Xinhua | 11.03.2016 08h04

M. Paul Steinmetz, ambassadeur du Luxembourg en Chine, a accordé récemment une interview exclusive à Xinhuanet, à l'occasion des "deux sessions" de l'Assemblée populaire nationale (APN, parlement chinois) et du Comité national de la Conférence consultative politique du peuple chinois (CCPPC, organe consultatif politique suprême de Chine), qui se déroulent actuellement à Beijing, capitale chinoise. L'ambassadeur a exprimé son attention sur le 13e Plan quinquennal chinois, son admiration sur le sens positif de l'établissement de la Banque asiatique d'investissement pour les infrastructures (BAII) et son avis sur l'avenir de l'Europe. Voici le texte de l'interview :

Q: Les "deux sessions" sont une fenêtre pour connaître les tendances du développement de la Chine. Monsieur l'ambassadeur, vous êtes le lien le plus direct entre votre pays et la Chine. Quels sont les sujets qui vous intéressent le plus au cours des "deux sessions" et pourquoi ?

Steinmetz: C'est l'atmosphère générale qui nous intéresse. Pour le fond, ce qui nous intéresse cette fois, c'est le 13e Plan (quinquennal chinois). S'il y a des révélations des nouveautés et des détailles qu'on ne connaissais pas encore parce que jusqu'ici on connaît juste les grandes lignes. Et donc plus particulièrement pour les Européens, ce sont les questions comme la réforme, le vertu de l'économie, l'internationalisation du Renminbi, les surcapacités, la diminution de surcapacités, la "supply side policy" qui nous intéressent. Et donc nous allons essayer de lire à travers les lignes des discours pour savoir ce qui se passent vraiment. Il y a aussi un gros thème en Chine dont les étrangers ne parlent pas très souvent, c'est bien sûr la pauvreté. Il reste, je crois, 70 millions de pauvres officiellement, et donc c'est un sujet à la campagne. C'est aussi un des thème, je l'espère, de ce Congrès.

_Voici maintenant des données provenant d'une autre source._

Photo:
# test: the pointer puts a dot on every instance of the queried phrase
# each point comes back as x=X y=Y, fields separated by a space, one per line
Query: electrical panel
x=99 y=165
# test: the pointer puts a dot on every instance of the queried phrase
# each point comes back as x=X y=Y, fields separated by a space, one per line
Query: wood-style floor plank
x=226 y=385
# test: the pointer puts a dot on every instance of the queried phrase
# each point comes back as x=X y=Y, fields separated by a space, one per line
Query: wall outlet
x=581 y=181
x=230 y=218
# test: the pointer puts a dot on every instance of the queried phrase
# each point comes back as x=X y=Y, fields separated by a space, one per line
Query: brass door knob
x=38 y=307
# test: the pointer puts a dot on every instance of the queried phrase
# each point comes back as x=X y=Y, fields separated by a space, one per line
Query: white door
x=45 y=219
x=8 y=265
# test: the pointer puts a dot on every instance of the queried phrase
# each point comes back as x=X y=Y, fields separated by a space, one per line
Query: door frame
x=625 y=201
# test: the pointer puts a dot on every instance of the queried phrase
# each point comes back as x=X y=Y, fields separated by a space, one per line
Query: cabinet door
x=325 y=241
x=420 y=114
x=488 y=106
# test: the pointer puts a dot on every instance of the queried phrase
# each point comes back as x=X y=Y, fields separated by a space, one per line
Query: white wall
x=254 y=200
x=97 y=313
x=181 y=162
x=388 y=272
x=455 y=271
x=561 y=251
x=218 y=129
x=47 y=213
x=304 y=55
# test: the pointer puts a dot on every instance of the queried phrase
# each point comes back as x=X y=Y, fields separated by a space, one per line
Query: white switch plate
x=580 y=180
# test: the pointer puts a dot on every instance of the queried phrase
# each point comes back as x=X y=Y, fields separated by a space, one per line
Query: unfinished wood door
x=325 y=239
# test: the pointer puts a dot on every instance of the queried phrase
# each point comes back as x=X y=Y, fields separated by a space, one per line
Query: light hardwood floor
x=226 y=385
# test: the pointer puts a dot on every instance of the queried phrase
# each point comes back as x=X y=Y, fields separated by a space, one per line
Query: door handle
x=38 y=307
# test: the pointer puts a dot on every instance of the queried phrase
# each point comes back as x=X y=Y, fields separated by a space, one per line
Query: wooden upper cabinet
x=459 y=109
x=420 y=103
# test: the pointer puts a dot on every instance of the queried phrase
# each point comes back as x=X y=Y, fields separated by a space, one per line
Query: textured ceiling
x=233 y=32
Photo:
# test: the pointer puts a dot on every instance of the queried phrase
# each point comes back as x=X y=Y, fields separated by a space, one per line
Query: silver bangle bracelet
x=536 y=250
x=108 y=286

Q: Cette année marque le début du 13e Plan quinquennal chinois. La Chine s'engage à mettre en oeuvre la stratégie de développement axé sur l'innovation. D'après vous, comment la Chine pourra-t-elle réaliser un développement innovant?

Steinmetz: Cela ne se décrète pas seulement de haut, ça se facilite d'en haut avec des budgets bien sûr. Il faut créer les conditions pour que ça fonctionne. Donc on parle beaucoup ici de "supply side", réforme de l'offre, donc rationalisation de l'économie. Ensuite, il faut trouver de l'argent bien sûr pour la recherche de l'innovation, pour l'éducation. Et on dépense en plus en recherche et en sciences qu'il y aura une meilleure innovation en Chine, une innovation plus rapide. Les conditions sont là : le peuple chinois est nombreux, les écoles sont en général bonnes. Mais il faut bien sûr nourrir cet héraut. Il faut aussi garder la Chine ouverte aux échanges par les étudiants chinois qui vont à l'étranger, par les étrangers qui viennent en Chine avec les biens qui sortent mais aussi avec les idées qui viennent et qui sortent. Je pense aussi aux manuels scolaires, aux professeurs et je pense aussi à Internet.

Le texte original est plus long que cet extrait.